If there’s one thing that’s bound to get Jane Austen lovers hot under the collar, it’s the subject of kissing. Writers of Hollywood screenplays and steamy online fan-fiction have been trying to get Austen’s characters to lock lips for years, which causes complete outrage amongst the Austen purists who think this sort of thing is awfully undignified. It’s such a big deal that when the BBC released a film adaptation of Austen’s Persuasion and had a promotional poster of two characters locking lips, there was widespread outcry from Austen-ites. The only thing we can all agree on is that there’s absolutely no kissing in any of Jane Austen’s actual books. Right?
Wrong. An Austen expert from University College London, Professor John Mullan, has just come forward to stir up all our wildest dreams, and point out the illicit mouth-to-mouth action that may have been going on right underneath our noses. Professor Mullan has read Emma no less than 15 times (a man after my own heart), and on his most recent reading had the most exciting ‘Eureka’ moment since… well, that guy who had the first ‘Eureka’ moment. (I can’t remember exactly what he’d figured out, but it definitely wasn’t a revelation of this epic proportion.)
The scene that caught his attention involves the charming but thoughtless Frank Churchill, and the penniless Jane Fairfax, to whom he is secretly engaged. Like, super secretly. Not even the reader knows at this point. So when Emma walks into a room to find the two of them alone with Jane’s sleeping aunt, Frank hell-bent on fixing a pair of glasses while Jane stares at the piano, we don’t think that much of it.
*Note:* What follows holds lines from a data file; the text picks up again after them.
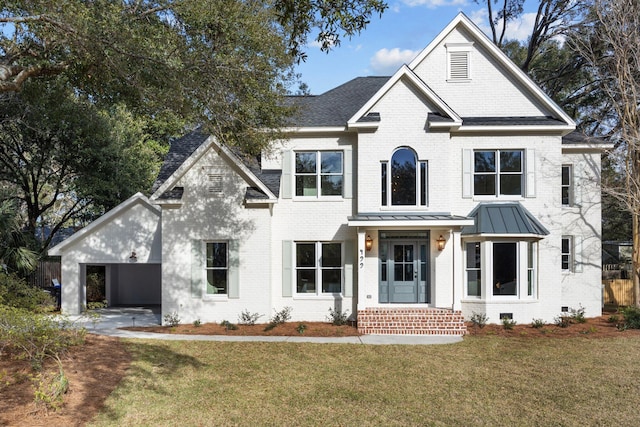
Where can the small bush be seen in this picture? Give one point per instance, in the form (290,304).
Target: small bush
(279,318)
(563,321)
(228,325)
(247,318)
(537,323)
(479,320)
(508,323)
(631,316)
(337,318)
(578,315)
(35,336)
(172,319)
(16,292)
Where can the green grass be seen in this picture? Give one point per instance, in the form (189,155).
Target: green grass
(483,381)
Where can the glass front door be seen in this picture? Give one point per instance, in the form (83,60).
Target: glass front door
(403,270)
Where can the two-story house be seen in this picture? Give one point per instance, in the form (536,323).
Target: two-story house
(453,187)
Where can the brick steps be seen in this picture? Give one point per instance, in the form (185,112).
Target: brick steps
(411,321)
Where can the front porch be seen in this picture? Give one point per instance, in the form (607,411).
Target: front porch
(410,321)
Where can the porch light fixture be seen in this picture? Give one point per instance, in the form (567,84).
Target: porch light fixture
(368,243)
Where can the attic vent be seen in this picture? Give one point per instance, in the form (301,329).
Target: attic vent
(458,65)
(214,184)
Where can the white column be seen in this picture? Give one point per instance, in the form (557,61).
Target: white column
(458,270)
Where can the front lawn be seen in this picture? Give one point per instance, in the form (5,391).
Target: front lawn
(486,380)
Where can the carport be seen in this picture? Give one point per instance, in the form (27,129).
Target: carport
(126,242)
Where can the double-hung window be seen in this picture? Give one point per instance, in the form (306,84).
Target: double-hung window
(567,253)
(319,173)
(498,172)
(567,185)
(217,268)
(319,268)
(404,180)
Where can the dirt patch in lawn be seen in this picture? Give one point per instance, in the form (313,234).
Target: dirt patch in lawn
(310,329)
(96,368)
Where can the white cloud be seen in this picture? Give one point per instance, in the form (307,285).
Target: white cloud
(387,61)
(433,4)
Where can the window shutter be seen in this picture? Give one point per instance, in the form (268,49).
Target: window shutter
(287,258)
(349,256)
(467,175)
(347,189)
(286,174)
(577,254)
(530,170)
(197,268)
(234,269)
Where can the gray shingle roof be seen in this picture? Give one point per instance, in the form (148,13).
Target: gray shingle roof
(503,218)
(337,106)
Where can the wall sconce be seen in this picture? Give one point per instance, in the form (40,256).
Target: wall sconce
(368,243)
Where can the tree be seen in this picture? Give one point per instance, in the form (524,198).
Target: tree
(225,64)
(64,159)
(613,52)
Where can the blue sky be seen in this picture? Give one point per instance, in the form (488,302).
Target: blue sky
(405,28)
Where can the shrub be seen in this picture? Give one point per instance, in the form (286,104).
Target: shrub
(172,319)
(247,318)
(16,292)
(279,318)
(563,321)
(479,320)
(631,317)
(35,336)
(337,318)
(578,315)
(537,323)
(228,325)
(508,323)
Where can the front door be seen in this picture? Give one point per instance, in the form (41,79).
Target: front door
(404,284)
(403,272)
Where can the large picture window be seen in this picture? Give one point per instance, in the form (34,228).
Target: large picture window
(404,180)
(498,173)
(318,268)
(217,268)
(319,173)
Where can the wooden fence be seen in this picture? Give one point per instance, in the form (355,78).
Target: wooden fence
(618,292)
(44,273)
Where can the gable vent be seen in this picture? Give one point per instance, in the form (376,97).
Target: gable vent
(214,184)
(459,65)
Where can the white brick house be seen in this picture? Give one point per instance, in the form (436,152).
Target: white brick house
(453,187)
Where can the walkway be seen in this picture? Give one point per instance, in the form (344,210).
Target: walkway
(114,318)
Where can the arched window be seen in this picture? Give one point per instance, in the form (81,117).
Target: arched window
(406,178)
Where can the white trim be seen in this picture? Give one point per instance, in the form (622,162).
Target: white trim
(137,198)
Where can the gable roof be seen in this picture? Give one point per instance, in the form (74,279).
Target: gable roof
(336,106)
(187,150)
(461,20)
(405,72)
(137,198)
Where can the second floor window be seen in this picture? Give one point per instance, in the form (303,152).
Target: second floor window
(498,173)
(319,173)
(404,180)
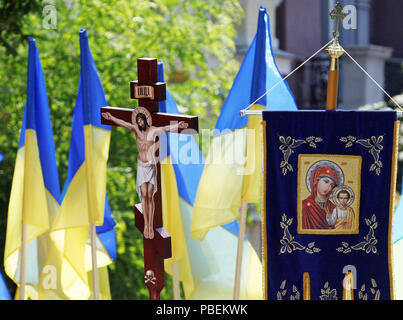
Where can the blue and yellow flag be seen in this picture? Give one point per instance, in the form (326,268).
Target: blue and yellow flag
(4,294)
(233,166)
(84,195)
(397,238)
(206,269)
(35,189)
(330,179)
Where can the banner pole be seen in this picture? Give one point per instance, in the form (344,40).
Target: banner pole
(241,236)
(95,277)
(175,281)
(23,262)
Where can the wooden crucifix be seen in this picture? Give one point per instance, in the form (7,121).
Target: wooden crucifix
(147,124)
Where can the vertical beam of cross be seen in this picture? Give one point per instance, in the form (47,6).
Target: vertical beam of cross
(149,92)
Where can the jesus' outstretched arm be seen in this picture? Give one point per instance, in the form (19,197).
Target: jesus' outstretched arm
(119,122)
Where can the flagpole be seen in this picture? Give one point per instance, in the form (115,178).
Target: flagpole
(241,236)
(335,51)
(175,280)
(23,261)
(95,277)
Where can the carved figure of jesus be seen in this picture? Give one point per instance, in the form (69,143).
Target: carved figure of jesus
(146,180)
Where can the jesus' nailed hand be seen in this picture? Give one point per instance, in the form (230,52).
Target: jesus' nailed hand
(146,181)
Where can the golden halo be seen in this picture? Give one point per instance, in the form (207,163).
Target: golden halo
(346,189)
(143,111)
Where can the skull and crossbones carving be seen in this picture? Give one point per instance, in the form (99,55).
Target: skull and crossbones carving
(149,277)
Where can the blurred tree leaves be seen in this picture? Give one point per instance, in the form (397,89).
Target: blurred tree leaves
(193,38)
(12,20)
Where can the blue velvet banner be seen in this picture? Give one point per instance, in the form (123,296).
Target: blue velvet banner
(330,182)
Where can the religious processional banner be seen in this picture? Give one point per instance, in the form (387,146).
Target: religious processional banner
(329,192)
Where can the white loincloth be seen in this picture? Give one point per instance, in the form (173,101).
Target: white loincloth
(146,172)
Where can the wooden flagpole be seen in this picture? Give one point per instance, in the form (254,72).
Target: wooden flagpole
(95,277)
(23,266)
(335,51)
(241,236)
(175,280)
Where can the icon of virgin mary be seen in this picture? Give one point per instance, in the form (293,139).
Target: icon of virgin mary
(322,178)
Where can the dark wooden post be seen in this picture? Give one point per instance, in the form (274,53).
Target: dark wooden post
(149,92)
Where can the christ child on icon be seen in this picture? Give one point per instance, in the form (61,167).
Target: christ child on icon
(146,180)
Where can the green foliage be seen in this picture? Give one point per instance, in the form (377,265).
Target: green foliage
(12,20)
(193,38)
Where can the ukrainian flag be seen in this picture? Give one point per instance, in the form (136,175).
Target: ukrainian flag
(397,256)
(35,188)
(233,168)
(84,194)
(207,268)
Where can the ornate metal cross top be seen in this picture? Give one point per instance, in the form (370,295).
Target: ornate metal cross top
(338,15)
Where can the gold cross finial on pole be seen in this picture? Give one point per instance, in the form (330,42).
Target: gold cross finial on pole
(338,15)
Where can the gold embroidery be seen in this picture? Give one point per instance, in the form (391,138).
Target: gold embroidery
(369,243)
(288,242)
(373,144)
(283,292)
(288,144)
(306,281)
(348,287)
(376,293)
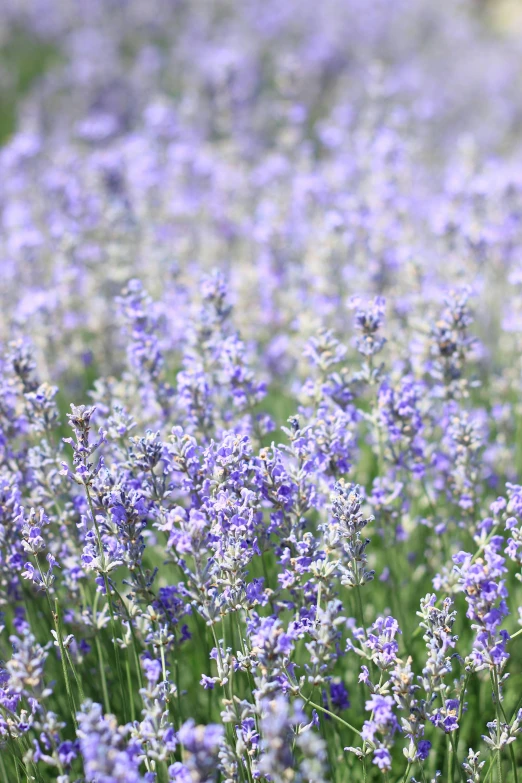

But hang on, why is Jane “standing with her back to them, intent on her pianoforte”? Unless pianos have changed pretty significantly since Regency England, standing near one is not the best way to practice your technique. And why is Frank so “deedily occupied” with some old lady’s spectacles? Professor Mullan has the theory I have been waiting my whole life to hear: They’ve actually just broken off from a kiss.